Plettenberg. Seit 1984 vergibt der Kunstförderverein Werkstatt Plettenberg e.V. jährlich ein Stipendium an junge bildende Künstler/innen. Es ist guter Brauch geworden, dass die Stadt von jeder Stipendiatin/jedem Stipendiaten ein Werk käuflich erwirbt. So ist eine umfangreiche Kunstsammlung entstanden.

Es mangelt allerdings an geeigneten Räumen, um diese Werke dauerhaft der Öffentlichkeit zugänglich zu machen. Seit einiger Zeit ist der Werkstatt-Vorstand daher auf der Suche nach solchen und wurden in der Filiale der Volksbank in Südwestfalen am Lindengraben fündig.

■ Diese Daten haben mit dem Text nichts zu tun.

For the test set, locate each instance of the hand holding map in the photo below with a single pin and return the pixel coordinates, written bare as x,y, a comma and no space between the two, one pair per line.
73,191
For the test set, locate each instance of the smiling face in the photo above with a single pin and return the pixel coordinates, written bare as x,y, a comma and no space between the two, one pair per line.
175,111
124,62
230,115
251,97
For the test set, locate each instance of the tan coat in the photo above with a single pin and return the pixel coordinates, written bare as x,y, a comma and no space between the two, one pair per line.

Bilder von MAF Räderscheidt und Johanna Winkelgrund

Das Bild der ersten Werkstatt-Stipendiatin MAF Räderscheidt (1984) ist nun in der Volksbank-Schalterhalle gut zu sehen. Foto: Bernhard Schlütter

Volksbank-Teilmarktleiter Detlef Klinke hatte sich seine Kollegin Diana Bartolein zur Hilfe genommen und zwei Werke aus der Sammlung ausgesucht, die nun gut sichtbar aufgehängt worden sind. Ein Bild der ersten Werkstatt-Stipendiatin (1984) MAF (Martha Angelika Felicitas) Räderscheidt ist im Schalterraum zu sehen. Johanna Winkelgrunds (2003) Bild hängt vom Schalterraum aus gut sichtbar im Treppenaufgang zum Obergeschoss.

Werkstatt-Vorsitzender Hartmut Engelkemeier und Kassierer Uwe Meister freuen sich, würdige Plätze für diese beiden Werke gefunden zu haben. Stipendiatenbilder hängen auch im Rathaus und im Krankenhaus. Die Werkstatt hat aber noch etliche auf Lager. Wer eine Idee hat oder selbst Zugriff auf Räume, in denen die Kunstwerke öffentlich zugänglich präsentiert werden könnten, kann sich bei der Werkstatt Plettenberg melden.